Gamestop Shares Flat Despite Wider Than Expected Loss

Gamestop (NYSE: GME) shares were initially lower following the company's Q2 earnings results which showed a wider than expected loss. The company is seeing a decline in revenues due to consumers spending less money on goods and increasing spending on services and experiences.

Additionally, the company disclosed a new partnership with FTX for a digital marketplace. It also reported growth in its newest initiatives including an NFT marketplace, although these are not significant enough to offset weakness in its core business.

Overall, Gamestop shares are down 24% YTD. And, they are off by 77% from their all-time high in January 2021 at the peak of meme stock mania. Shares are up by 40% from their mid-May lows and have mostly oscillated between $20 and $50, for the most part, this year.

Inside the Numbers

In Q2, GameStop reported a loss of $0.36 per share which was wider than last year's loss of $0.21 per share. Revenue also declined to $1.14 billion from $1.18 billion last year. Due to the uncertainty around the company, analysts currently are not issuing estimates for its quarterly performance. The company also doesn't provide guidance.

On the conference call, GameStop's new leadership said that it's going through a transition to cut costs and focus on new growth areas as it pivots its business to focus on an increasingly digital world. And, this will require the patience of investors.

However, the company has burned through about half of its $1.8 billion in cash. The bulk of this was raised by selling its stock during the mania. Currently, the company's focus is on becoming profitable, launching proprietary products, and investing in its stores.

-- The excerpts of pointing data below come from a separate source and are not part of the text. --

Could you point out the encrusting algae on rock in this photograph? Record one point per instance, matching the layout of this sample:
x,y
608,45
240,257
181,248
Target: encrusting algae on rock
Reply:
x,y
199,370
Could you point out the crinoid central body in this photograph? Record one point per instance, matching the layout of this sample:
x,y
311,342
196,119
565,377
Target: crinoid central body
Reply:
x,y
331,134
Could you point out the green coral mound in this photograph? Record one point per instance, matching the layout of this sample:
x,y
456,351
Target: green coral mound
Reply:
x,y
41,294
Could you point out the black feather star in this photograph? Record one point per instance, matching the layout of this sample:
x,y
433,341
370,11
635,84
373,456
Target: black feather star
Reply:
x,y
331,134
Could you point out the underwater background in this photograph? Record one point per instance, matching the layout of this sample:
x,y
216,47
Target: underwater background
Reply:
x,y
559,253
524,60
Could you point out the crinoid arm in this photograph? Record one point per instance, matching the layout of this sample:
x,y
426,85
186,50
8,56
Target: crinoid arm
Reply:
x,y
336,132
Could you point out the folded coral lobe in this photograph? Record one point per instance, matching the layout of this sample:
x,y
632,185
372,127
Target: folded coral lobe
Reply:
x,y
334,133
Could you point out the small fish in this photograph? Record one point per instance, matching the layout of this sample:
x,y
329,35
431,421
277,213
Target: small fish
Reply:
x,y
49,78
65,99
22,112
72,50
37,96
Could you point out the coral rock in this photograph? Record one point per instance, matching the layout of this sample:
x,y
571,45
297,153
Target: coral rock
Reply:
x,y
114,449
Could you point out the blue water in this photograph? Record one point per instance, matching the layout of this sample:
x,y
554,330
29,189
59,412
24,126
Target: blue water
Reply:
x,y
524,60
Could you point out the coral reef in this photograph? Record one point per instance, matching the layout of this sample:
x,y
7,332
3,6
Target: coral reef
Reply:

In terms of growth initiatives, it launched a beta version of its NFT marketplace. It allows users to connect their digital asset wallets to buy, sell, and trade NFTs and virtual goods. It also announced a collaboration with FTX on new eCommerce and online marketing initiatives in addition to selling FTX gift cards in stores.

GameStop continues to be very overvalued with a market cap of $8 billion and revenues of $1 billion with most retailers. In contrast, Best Buy (Nasdaq: BBY) has a P/S of 0.33. Additionally, GameStop is going to face a near-term challenge with console sales naturally slowing which will make it harder for it to realize the growth expectations embedded in its valuation.